L’Inde en Afrique : la puissance du partenaire, non du patron

L’Inde n’est ni un empire tardif ni un bienfaiteur de circonstance. Dans un continent marqué par des héritages d’ordre, puis par de nouvelles formes de dépendance, elle avance par les capacités et la durée. Cette approche, discrète mais structurante, redessine la concurrence stratégique en Afrique – et retient désormais l’attention de Paris comme de Bruxelles, d’Ankara, de Pékin et de Moscou.
L’Afrique n’est plus façonnée par des bases, des coups d’État ou des livraisons d’armes spectaculaires. La puissance circule désormais à travers des institutions, des normes et des systèmes qui structurent la souveraineté. Certains acteurs traduisent cette dynamique en dépendance, par l’échelle ou par la force. L’Inde se distingue en avançant ses intérêts précisément lorsque ses partenaires africains conservent leur pleine capacité d’agir.

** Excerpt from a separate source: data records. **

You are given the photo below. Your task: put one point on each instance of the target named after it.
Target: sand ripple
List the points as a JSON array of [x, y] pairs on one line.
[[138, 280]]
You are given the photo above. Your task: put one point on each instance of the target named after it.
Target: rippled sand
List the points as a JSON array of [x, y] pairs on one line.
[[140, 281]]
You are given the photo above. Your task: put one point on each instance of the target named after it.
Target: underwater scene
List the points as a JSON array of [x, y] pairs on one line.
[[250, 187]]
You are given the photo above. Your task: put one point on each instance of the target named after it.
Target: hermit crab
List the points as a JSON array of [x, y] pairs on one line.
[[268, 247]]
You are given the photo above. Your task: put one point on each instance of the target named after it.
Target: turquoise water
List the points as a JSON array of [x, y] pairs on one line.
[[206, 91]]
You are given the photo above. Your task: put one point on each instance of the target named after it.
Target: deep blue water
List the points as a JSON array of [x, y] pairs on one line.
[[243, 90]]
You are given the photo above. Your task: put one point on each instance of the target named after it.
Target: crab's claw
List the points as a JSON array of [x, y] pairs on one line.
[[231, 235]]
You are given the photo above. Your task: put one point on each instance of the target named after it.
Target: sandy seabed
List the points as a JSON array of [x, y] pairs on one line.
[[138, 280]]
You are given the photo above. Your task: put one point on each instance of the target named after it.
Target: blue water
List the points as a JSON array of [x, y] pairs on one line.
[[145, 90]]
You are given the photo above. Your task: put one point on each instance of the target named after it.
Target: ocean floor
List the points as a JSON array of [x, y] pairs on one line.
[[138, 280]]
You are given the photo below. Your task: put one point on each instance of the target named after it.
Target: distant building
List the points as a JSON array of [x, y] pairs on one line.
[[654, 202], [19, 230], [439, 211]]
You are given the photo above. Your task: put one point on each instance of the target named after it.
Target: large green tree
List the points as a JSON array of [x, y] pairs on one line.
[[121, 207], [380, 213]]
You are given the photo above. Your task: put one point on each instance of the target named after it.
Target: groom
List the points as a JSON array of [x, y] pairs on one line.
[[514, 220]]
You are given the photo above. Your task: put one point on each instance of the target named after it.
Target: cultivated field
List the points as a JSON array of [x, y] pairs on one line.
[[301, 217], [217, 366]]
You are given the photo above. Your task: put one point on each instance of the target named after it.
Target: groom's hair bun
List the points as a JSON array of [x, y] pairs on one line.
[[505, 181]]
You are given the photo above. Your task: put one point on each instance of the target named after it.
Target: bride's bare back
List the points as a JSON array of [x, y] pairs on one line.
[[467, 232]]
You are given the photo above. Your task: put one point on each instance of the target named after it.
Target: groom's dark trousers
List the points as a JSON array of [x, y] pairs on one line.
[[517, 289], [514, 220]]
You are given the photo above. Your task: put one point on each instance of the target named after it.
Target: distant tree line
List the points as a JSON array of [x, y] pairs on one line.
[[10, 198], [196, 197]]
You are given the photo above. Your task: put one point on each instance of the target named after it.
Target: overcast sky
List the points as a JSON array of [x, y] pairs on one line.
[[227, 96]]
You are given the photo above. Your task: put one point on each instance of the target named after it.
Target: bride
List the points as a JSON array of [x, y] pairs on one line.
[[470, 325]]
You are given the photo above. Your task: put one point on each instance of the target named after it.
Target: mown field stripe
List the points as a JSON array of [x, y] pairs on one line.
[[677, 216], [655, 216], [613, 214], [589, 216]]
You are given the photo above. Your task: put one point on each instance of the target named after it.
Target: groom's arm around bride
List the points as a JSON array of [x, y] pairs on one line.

Le long de la façade de l’océan Indien, de Djibouti à la côte swahilie jusqu’au Mozambique, puis vers Madagascar et Maurice, le continent est relié à l’Inde par des routes maritimes vitales pour l’énergie, l’alimentation et le commerce. La mer Rouge et Bab el-Mandeb relient l’Afrique de l’Est à la Méditerranée, tandis que la route du Cap devient décisive dès que la mer Rouge est perturbée. Le Sahel, enclavé et instable, est de plus en plus marqué par le retrait occidental ; l’Afrique de l’Ouest forme son propre champ de gravité autour du golfe de Guinée et de ses grands ports.
La crédibilité de l’Inde en Afrique commence par la mémoire. Marquée par l’expérience impériale, elle distingue clairement développement et domination. Ses liens avec l’Afrique sont autant sociaux que diplomatiques. Plus de trois millions de personnes d’origine indienne vivent sur le continent, héritage de routes du travail, de réseaux marchands et de migrations ultérieures. En soutenant l’adhésion permanente de l’Union africaine au G20[1], New Delhi a rappelé une vérité simple : la représentation est une forme de pouvoir, et l’Afrique n’est pas une invitée dans la gouvernance mondiale.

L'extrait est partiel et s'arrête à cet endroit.